Continual Learning Dialogue Systems
- Learning on the Job after Model Deployment

Tutorial @ IJCAI 2021, August 21-26, 2021
Sahisnu Mazumder and Bing Liu



Second Edition: "Lifelong Machine Learning." by Z. Chen and B. Liu, Morgan & Claypool, August 2018 (1st edition, 2016).
  • Added three new chapters: (4) Continual Learning and Catastrophic Forgetting, (5) Open-world Learning, (8) Continuous Knowledge Learning in Chatbots
  • Introduced the concept of learning on the job or learning after deployment.
  • Updated and/or reorganized the other chapters.
  • Download the first edition, Lifelong Machine Learning, Nov 2016.
  • Two-Sentence Summary

    The tutorial focuses on the new research topic of building the next-generation dialogue systems (or chatbots) that can continuously and interactively learn from end-users during conversation (on-the-job after model deployment) to become more and more powerful over time. We will give the motivation and background of the topic and discuss existing techniques and open challenges, which we believe, will shape the future of dialogue systems development.

    Abstract

    Dialogue systems, also known as chatbots, have gained escalating popularity in recent times due to their wide-spread applications in carrying out chit-chat conversations with users and accomplishing various tasks as personal assistants. However, they still have some major limitations. One key limitation is that they are typically trained from pre-collected and manually-labeled data and/or written with handcrafted rules. Their knowledge bases (KBs) are pre-compiled by human experts and are fixed after deployment. Due to the huge amount of manual effort involved, they are difficult to scale and also tend to produce many errors ought to their limited ability to understand natural language and the limited knowledge in their KBs. Thus, when these systems are deployed, the level of user satisfaction is often low.

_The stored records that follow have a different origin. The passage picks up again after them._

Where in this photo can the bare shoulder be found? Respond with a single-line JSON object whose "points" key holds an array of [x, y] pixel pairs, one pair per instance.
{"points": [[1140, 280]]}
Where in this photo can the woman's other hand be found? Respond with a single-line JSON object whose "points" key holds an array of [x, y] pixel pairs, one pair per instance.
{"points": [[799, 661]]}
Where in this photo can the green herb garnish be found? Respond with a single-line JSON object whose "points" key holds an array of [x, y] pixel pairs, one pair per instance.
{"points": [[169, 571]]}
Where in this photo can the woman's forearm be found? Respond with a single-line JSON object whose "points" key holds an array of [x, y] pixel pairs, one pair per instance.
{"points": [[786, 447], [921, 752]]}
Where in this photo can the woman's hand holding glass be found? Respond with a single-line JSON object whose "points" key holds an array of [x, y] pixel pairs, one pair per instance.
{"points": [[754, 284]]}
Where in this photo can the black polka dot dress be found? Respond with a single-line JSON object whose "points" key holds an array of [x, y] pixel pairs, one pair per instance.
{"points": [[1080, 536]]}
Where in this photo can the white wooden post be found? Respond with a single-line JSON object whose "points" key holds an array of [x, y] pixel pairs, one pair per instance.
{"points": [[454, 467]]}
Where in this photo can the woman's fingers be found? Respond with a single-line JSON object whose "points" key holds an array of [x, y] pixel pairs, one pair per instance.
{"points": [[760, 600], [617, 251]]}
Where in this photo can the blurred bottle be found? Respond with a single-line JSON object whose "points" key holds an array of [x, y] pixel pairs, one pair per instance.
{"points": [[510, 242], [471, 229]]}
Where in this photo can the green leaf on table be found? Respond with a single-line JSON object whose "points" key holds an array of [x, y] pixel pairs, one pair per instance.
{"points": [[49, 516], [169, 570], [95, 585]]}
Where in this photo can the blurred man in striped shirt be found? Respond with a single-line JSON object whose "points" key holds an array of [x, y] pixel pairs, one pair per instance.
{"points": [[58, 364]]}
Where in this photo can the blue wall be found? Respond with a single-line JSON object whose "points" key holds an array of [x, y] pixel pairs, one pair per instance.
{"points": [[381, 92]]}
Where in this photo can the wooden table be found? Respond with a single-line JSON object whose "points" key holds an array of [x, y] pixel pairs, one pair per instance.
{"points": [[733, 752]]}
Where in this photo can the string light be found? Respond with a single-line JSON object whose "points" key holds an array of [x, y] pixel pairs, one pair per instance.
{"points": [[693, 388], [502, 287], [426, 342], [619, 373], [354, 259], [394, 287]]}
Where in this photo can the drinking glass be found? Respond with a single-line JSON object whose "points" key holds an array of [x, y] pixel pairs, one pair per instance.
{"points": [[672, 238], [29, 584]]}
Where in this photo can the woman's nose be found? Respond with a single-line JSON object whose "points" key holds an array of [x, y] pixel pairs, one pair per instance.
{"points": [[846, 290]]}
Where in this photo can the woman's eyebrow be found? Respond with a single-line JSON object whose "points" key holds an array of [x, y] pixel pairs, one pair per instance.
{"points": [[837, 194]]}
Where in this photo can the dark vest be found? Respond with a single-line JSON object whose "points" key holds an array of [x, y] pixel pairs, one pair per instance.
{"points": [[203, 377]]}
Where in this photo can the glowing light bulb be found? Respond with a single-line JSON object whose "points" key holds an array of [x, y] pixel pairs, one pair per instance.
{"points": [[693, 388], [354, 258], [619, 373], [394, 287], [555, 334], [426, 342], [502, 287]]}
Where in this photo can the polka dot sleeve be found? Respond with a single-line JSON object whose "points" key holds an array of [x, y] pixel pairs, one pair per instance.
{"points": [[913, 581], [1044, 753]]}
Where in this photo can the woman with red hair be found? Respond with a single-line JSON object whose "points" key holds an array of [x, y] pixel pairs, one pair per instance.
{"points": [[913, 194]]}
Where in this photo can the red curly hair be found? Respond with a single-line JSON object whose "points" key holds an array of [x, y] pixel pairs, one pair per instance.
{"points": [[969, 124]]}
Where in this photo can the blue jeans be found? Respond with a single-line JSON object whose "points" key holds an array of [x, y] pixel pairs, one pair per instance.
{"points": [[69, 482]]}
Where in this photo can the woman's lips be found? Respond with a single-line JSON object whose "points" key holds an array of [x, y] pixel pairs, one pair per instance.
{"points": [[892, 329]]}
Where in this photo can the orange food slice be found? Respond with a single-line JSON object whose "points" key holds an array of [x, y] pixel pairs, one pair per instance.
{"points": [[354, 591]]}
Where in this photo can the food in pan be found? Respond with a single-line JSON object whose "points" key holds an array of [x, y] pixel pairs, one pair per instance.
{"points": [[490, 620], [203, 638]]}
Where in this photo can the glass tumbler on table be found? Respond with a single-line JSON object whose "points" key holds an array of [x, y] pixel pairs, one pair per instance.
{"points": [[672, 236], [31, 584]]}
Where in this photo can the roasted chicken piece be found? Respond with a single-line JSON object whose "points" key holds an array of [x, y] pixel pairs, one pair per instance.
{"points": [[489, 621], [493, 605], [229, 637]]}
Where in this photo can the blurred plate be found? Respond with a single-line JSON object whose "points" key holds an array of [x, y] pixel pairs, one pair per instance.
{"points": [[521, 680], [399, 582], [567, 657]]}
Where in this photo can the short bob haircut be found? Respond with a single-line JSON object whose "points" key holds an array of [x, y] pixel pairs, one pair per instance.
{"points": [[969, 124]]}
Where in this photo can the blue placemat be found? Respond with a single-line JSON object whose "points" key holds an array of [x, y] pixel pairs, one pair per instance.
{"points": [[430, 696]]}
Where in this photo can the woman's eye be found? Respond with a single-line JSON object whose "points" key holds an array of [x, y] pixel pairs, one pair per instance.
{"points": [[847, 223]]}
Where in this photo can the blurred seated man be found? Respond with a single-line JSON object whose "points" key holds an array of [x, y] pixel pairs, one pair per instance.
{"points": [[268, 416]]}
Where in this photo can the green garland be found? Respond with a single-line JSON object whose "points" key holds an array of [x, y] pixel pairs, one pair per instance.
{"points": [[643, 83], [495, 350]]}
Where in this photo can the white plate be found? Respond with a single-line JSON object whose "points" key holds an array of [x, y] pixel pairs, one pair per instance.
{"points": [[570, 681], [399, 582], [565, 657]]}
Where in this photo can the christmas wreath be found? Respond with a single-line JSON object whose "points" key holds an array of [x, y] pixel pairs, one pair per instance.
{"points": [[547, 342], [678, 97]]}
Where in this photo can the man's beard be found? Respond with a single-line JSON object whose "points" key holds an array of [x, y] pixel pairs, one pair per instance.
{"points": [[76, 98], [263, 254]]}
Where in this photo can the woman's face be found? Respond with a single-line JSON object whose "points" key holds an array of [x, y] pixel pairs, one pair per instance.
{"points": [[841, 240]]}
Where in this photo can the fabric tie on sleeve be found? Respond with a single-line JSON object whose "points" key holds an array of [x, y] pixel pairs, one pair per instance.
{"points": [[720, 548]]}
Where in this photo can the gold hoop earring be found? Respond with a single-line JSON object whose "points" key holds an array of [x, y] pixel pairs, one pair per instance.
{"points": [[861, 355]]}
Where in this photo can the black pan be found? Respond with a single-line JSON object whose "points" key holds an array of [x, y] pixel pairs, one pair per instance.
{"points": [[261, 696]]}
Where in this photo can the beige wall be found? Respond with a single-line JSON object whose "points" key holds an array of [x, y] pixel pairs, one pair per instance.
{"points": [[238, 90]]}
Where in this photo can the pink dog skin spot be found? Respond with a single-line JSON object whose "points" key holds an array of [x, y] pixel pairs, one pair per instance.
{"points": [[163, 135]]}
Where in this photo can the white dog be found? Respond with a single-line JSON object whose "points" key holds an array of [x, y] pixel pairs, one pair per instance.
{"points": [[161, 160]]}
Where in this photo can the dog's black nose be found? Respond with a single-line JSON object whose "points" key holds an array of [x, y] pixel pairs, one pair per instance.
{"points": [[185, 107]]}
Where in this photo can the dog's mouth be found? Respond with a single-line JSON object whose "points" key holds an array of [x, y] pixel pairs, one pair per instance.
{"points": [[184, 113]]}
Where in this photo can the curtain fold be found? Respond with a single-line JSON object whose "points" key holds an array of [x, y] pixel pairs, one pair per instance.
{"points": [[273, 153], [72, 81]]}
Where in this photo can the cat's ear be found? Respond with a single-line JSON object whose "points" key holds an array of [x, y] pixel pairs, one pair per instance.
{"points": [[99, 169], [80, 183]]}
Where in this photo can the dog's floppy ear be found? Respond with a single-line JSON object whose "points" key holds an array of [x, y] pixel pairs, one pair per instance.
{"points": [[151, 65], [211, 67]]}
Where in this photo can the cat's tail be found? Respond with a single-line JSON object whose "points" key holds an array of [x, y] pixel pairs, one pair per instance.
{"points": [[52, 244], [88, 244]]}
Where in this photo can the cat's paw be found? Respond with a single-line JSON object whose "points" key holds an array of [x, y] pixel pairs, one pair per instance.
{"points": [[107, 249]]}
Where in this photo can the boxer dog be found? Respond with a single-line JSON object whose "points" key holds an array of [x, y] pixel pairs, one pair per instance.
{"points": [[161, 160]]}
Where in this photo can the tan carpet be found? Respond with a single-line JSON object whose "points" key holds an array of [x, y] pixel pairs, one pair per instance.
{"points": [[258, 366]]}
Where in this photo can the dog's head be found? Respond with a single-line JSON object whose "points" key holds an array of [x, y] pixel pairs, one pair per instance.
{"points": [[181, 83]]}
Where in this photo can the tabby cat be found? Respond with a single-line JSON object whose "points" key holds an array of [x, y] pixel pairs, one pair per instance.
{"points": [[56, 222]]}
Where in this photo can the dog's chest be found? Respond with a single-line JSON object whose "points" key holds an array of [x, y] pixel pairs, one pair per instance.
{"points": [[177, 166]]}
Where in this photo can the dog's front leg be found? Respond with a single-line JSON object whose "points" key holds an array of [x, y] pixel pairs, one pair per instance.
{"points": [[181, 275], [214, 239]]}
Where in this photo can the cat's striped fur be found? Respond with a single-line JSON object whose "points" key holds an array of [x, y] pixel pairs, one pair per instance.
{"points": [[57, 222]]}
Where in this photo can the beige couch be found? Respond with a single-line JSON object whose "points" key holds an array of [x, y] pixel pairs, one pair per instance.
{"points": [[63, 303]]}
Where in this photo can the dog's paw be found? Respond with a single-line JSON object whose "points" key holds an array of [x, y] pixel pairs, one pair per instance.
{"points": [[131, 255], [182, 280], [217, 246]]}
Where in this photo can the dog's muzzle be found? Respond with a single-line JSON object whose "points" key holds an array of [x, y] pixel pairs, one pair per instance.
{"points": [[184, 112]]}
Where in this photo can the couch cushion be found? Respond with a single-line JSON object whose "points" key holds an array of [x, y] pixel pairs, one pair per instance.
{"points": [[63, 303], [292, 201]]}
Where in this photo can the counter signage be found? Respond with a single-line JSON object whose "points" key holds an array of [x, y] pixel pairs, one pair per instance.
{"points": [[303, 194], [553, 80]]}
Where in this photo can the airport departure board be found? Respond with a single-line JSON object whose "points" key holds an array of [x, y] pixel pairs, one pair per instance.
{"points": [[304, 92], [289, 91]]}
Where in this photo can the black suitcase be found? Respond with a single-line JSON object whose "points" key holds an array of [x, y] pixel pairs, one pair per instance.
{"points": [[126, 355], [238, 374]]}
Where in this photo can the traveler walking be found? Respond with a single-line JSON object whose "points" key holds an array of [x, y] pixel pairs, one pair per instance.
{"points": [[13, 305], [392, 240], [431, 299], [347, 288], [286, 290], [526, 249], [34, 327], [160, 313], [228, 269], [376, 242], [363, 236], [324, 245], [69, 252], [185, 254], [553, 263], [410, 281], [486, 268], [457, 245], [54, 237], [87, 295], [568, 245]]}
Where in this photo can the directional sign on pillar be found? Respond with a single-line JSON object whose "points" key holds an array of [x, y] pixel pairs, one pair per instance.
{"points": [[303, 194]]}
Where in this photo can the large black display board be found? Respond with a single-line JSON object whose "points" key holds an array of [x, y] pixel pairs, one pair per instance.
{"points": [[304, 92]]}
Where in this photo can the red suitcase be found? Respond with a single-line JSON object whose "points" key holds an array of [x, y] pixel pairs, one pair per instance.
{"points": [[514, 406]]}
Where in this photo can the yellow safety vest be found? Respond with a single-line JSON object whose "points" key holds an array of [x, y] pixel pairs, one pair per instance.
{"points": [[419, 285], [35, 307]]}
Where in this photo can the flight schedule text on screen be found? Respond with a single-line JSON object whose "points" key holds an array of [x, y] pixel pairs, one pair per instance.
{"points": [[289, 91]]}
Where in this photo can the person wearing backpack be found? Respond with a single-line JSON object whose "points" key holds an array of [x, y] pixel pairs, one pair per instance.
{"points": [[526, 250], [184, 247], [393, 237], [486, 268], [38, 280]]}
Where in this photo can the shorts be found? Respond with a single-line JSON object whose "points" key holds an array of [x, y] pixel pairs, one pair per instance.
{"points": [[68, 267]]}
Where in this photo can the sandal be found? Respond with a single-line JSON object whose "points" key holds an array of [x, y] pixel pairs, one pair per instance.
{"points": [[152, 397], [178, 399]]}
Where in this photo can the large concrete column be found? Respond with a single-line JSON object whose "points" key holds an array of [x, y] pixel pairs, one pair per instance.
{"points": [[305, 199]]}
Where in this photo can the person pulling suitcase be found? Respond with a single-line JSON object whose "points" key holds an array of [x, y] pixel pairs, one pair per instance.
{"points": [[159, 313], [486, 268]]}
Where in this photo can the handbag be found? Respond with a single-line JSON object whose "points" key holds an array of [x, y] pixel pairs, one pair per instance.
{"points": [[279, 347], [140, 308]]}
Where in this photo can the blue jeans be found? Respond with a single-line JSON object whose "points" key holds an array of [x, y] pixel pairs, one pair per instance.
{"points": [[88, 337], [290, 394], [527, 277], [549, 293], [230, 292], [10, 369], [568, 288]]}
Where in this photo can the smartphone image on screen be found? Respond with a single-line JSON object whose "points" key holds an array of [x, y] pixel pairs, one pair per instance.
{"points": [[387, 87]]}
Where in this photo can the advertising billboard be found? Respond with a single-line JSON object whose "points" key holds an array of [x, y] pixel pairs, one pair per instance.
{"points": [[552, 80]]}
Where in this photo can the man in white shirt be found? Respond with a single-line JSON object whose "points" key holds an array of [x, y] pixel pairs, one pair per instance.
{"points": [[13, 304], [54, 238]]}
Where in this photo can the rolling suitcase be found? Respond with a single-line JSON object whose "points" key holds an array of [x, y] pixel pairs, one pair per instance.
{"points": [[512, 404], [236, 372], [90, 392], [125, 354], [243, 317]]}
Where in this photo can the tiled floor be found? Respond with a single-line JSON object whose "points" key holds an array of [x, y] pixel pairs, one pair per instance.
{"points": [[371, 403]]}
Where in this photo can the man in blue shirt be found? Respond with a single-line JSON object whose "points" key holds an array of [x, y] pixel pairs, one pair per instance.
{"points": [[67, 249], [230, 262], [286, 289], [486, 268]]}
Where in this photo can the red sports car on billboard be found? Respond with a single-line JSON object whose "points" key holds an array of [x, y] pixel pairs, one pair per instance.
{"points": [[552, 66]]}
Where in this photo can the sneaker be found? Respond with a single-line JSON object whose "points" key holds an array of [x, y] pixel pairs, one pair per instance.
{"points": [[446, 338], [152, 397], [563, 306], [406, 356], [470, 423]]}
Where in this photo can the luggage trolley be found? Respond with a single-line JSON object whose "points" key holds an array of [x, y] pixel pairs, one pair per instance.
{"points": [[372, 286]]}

    In this tutorial, we introduce and discuss the research to give chatbots the ability to continuously and interactively learn new knowledge during conversation, i.e., learning on-the-job after deployment by themselves so that as the systems chat more and more with end-users, they become more and more knowledgeable and improve their performance over time. The first part of the tutorial focuses on introducing the paradigm of lifelong and continual learning and discuss various related problems and challenges in conversational AI applications. The second part presents the recent advancements in continual learning after model deployment, with a focus on continuous lexical and factual knowledge learning during chatting and learning to ground new language expressions via interactions with end-users. Finally, we conclude with a discussion on the scope for continual conversational skill learning and present some open challenges.

    See the original proposal for more details

    Date and Place

    Date: TBA
    Place: TBA

    Target Audience

    Researchers, graduate students, and practitioners who are interested in lifelong or continual learning, dialogue systems, and continual learning after deployment. It is particularly suitable for people who have been or will be invovled in building dialogue systems or chatbots.

    Prerequisite Knowledge

    Basic knowledge of machine learning and natural language processing.